The EINSTEIN Program

The standard of care available to hospital physicians for anticoagulation after diagnosis of acute VTE has been a dual-drug approach with heparin or LMWH overlapping with and followed by a VKA.⁴ The EINSTEIN DVT and EINSTEIN PE studies compared the efficacy and safety of the single-drug approach with rivaroxaban with the current dual-drug approach of LMWH/VKA. EINSTEIN DVT and EINSTEIN PE were open-label, randomized, event-driven, noninferiority trials that shared a similar design and compared the efficacy and safety of rivaroxaban with the dual-drug approach of enoxaparin and VKA for 3, 6, or 12 months; patients in the rivaroxaban group received 15 mg twice daily for the first 21 days followed by 20 mg once daily (Table 3).^13,14 EINSTEIN DVT enrolled patients with acute, symptomatic DVT (without symptomatic PE), and EINSTEIN PE enrolled patients with acute, symptomatic PE (with or without symptomatic DVT).

Table 3.

Summary of Outcomes of EINSTEIN DVT and EINSTEIN PE.

Study	Indication	Patients, n	Study Drug	Comparator	Primary Efficacy End Point (Study Drug vs Comparator)	Safety Outcome (Study Drug vs Comparator)
Rivaroxaban
EINSTEIN DVT¹³	Treatment of acute, symptomatic DVT	3449	Rivaroxaban 15 mg bid for 3 weeks followed by 20 mg od for 3, 6, or 12 months	Enoxaparin 1 mg/kg bid for ≥5 days followed by VKA (titrated to an INR of 2.0-3.0) for 3, 6, or 12 months	Recurrent VTE: 2.1% vs 3.0% (P< .001 for noninferiority)	Major or nonmajor clinically relevant bleeding: 8.1% vs 8.1% (no difference)
EINSTEIN PE¹⁴	Treatment of acute, symptomatic PE	4832	Rivaroxaban 15 mg bid for 3 weeks followed by 20 mg od for 3, 6, or 12 months	Enoxaparin 1 mg/kg bid for ≥5 days followed by VKA (titrated to an INR of 2.0-3.0) for 3, 6, or 12 months	Recurrent VTE: 2.1% vs 1.8% (P= .003 for noninferiority)	Major or nonmajor clinically relevant bleeding: 10.3% vs 11.4% (P= .23)

Abbreviations: bid, twice daily; DVT, deep vein thrombosis; INR, international normalized ratio; od, once daily; PE, pulmonary embolism; VKA, vitamin K antagonist; VTE, venous thromboembolism.

In both the trials, the primary efficacy end point was recurrent VTE. Results demonstrated noninferiority of rivaroxaban compared with enoxaparin/VKA for the prevention of recurrent VTE in EINSTEIN DVT (2.1% vs 3.0%; P< .001) and EINSTEIN PE (2.1% vs 1.8%; P= .003).
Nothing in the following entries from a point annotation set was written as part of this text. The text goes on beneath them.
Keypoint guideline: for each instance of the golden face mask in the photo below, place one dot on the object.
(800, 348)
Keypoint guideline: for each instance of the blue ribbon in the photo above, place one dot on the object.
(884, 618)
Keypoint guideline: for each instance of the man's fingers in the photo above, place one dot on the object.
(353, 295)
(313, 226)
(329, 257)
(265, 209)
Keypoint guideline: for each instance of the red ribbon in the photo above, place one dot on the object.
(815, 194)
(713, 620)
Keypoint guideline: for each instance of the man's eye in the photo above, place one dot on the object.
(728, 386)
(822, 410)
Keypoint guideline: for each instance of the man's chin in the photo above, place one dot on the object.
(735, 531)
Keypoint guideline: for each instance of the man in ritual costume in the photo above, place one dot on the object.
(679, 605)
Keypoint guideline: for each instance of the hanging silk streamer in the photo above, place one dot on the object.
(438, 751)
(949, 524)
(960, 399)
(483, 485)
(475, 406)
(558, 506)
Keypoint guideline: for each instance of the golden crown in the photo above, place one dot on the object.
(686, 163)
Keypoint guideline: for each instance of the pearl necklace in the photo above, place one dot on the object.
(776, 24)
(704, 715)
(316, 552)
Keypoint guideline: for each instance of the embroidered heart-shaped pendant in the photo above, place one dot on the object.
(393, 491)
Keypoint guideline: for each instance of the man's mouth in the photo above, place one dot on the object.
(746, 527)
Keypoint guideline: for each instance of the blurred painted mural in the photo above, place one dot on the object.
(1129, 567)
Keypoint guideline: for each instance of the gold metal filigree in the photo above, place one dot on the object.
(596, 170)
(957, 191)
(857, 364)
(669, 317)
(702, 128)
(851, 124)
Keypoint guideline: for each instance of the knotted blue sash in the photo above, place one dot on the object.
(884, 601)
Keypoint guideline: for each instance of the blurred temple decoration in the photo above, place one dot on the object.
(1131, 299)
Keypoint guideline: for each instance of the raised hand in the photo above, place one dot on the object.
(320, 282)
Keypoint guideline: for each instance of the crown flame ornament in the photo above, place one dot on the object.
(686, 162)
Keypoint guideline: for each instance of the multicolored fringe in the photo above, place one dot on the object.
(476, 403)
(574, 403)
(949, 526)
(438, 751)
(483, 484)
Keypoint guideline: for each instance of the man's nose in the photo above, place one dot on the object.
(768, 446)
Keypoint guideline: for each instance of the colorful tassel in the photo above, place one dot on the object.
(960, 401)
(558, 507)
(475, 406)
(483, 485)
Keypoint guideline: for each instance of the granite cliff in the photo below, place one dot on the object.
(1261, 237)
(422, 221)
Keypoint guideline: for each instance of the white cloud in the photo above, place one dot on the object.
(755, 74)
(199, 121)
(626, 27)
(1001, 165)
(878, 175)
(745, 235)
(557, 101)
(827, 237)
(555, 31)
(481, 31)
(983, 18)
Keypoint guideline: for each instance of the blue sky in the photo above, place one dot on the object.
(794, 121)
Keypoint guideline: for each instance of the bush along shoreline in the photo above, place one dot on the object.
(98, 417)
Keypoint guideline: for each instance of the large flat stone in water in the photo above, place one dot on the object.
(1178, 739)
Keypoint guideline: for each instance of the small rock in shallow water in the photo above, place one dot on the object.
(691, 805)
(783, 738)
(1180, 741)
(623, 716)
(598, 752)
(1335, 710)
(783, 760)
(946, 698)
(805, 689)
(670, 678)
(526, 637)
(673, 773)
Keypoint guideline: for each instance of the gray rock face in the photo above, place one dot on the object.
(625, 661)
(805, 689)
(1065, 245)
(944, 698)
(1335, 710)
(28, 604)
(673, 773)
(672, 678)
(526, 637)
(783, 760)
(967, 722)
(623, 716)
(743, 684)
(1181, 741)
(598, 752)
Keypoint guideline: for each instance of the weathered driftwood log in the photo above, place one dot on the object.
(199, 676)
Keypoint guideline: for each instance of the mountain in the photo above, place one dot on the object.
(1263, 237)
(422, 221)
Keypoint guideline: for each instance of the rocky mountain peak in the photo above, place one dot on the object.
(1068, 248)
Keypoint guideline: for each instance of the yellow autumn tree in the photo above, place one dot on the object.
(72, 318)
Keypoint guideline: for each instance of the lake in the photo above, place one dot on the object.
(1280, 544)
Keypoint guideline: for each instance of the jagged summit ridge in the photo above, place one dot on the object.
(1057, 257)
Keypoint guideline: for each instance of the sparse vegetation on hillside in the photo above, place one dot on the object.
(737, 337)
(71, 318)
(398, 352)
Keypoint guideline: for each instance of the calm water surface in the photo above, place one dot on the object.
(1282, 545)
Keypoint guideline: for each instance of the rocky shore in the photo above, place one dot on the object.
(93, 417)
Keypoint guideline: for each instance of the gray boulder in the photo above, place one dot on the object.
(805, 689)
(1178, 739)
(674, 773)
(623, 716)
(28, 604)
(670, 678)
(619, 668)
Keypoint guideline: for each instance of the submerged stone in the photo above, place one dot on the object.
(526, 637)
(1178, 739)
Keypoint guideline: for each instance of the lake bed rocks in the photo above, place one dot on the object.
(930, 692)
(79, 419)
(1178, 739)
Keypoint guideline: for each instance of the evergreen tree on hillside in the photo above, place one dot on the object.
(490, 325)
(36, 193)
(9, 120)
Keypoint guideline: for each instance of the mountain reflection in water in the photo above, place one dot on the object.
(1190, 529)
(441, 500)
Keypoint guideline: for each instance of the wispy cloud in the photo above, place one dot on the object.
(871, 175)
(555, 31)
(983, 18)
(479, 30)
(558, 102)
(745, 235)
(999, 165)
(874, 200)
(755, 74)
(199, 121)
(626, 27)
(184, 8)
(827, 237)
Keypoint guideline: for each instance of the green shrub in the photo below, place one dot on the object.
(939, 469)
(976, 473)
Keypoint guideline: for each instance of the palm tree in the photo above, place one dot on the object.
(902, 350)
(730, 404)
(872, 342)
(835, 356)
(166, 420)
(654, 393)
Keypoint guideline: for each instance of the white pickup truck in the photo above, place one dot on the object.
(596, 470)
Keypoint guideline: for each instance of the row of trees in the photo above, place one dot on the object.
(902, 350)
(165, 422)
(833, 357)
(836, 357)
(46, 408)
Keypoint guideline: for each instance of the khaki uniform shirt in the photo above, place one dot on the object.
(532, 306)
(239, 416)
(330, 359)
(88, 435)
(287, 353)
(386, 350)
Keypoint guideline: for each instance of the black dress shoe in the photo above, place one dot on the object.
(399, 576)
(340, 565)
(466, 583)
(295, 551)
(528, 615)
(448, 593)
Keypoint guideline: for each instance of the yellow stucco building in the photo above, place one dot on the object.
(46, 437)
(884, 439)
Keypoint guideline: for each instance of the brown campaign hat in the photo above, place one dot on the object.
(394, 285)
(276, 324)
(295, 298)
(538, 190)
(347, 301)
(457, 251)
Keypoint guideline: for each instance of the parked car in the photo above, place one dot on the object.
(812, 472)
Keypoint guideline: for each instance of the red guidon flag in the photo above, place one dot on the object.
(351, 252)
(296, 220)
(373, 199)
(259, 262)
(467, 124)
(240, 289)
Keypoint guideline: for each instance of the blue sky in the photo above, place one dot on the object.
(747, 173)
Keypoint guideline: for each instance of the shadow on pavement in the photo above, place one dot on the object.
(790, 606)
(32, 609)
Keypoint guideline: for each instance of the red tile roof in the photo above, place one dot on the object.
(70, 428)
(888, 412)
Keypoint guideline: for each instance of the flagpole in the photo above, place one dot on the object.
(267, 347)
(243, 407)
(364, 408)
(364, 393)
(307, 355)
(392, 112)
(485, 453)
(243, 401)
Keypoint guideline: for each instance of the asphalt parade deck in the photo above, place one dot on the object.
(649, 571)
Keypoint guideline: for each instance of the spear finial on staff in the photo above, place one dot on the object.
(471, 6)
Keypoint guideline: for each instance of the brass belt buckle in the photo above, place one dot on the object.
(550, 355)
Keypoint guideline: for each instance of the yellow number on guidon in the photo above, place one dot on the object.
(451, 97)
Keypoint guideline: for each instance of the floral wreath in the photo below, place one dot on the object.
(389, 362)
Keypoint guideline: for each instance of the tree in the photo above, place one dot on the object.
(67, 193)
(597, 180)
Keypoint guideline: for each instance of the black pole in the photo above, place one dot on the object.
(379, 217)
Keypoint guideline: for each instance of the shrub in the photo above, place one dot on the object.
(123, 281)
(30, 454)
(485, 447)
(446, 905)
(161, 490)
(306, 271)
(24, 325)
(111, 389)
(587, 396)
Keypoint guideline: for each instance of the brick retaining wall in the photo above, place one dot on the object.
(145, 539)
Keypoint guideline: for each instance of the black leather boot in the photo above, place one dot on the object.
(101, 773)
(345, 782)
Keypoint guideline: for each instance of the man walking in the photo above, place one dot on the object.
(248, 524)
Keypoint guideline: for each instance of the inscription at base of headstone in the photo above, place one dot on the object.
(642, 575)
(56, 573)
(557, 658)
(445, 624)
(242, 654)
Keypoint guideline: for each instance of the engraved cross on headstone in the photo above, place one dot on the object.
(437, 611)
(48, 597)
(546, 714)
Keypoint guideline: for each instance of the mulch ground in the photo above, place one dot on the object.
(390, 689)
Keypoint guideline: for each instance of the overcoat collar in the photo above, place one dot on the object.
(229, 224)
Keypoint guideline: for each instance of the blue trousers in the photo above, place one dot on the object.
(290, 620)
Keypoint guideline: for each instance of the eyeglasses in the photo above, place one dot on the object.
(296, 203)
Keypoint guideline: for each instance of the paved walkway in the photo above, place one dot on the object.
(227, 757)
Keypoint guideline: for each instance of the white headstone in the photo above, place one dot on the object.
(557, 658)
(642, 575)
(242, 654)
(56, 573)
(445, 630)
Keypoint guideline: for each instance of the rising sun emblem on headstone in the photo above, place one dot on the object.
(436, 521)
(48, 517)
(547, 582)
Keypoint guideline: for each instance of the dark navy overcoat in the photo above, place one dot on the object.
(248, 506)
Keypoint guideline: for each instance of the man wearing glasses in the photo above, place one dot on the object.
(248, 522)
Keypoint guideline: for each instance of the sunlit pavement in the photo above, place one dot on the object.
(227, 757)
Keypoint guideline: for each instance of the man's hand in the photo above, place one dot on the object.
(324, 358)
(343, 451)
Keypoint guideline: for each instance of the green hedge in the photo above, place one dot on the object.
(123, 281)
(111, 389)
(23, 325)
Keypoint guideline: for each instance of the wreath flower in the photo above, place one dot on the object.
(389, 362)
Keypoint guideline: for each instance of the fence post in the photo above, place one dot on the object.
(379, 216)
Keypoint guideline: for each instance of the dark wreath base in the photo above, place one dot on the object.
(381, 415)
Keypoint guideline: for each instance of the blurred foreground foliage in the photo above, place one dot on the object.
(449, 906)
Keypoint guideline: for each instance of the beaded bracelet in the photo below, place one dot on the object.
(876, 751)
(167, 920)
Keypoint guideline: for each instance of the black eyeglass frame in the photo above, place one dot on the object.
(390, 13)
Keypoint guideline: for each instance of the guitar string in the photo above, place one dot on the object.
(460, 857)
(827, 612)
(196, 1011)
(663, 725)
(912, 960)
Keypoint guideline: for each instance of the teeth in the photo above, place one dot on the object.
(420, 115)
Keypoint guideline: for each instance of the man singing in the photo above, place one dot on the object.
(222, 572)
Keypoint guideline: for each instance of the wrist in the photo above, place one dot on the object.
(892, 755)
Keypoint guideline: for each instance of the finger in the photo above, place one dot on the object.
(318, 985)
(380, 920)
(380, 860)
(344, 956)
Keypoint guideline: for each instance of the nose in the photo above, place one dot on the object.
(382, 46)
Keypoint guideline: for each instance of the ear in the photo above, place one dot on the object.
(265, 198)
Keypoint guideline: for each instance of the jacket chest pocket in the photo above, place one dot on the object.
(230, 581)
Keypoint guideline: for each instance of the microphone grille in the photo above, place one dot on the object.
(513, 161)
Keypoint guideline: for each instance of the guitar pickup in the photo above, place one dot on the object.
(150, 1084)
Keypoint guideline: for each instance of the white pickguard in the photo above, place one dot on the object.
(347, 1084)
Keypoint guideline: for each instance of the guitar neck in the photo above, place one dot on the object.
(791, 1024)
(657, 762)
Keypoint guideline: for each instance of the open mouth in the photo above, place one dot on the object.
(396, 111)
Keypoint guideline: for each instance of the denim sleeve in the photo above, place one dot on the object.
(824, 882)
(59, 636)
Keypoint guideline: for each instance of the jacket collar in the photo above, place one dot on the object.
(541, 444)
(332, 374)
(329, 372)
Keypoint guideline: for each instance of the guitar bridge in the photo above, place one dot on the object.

The principal safety outcome, defined as major or nonmajor clinically relevant bleeding, occurred at a similar rate in both study arms in EINSTEIN DVT (8.1% in both arms) and in EINSTEIN PE (10.3% vs 11.4%; P= .23). In EINSTEIN PE, major bleeding events occurred at a significantly lower rate in the rivaroxaban arm compared with the standard therapy arm (1.1% vs 2.2%; P= .003).^13,14

EINSTEIN EXT was a double-blind, randomized, event-driven superiority study that compared rivaroxaban with placebo for an additional 6 or 12 months in patients who had completed 6 to 12 months of treatment for VTE (acute DVT or PE). Rivaroxaban demonstrated superior efficacy to placebo for the primary efficacy end point of recurrent DVT/PE (1.3% vs 7.1%; P< .001). The principal safety outcome was major bleeding, which occurred at a similar rate in both treatment groups (4 of 602 patients in the rivaroxaban group vs none of 594 patients in the placebo group; P= .11). These results demonstrated that rivaroxaban was very effective for the extended treatment of VTE, reducing the rate of VTE by 82% while not significantly increasing the rate of major bleeding. Compared with placebo, rivaroxaban provided a significantly improved net clinical benefit (2.0% vs 7.1%; P< .001).¹³

Measuring the Anticoagulant Effect

The routine coagulation monitoring necessary with VKA therapy is not required with rivaroxaban. This can be seen as an advantage to patients who find regular clinic appointments inconvenient and can reduce the costs associated with running these clinics. However, routine monitoring may provide comfort and reassurance to some patients and enable health care professionals to monitor and encourage patient compliance with treatment.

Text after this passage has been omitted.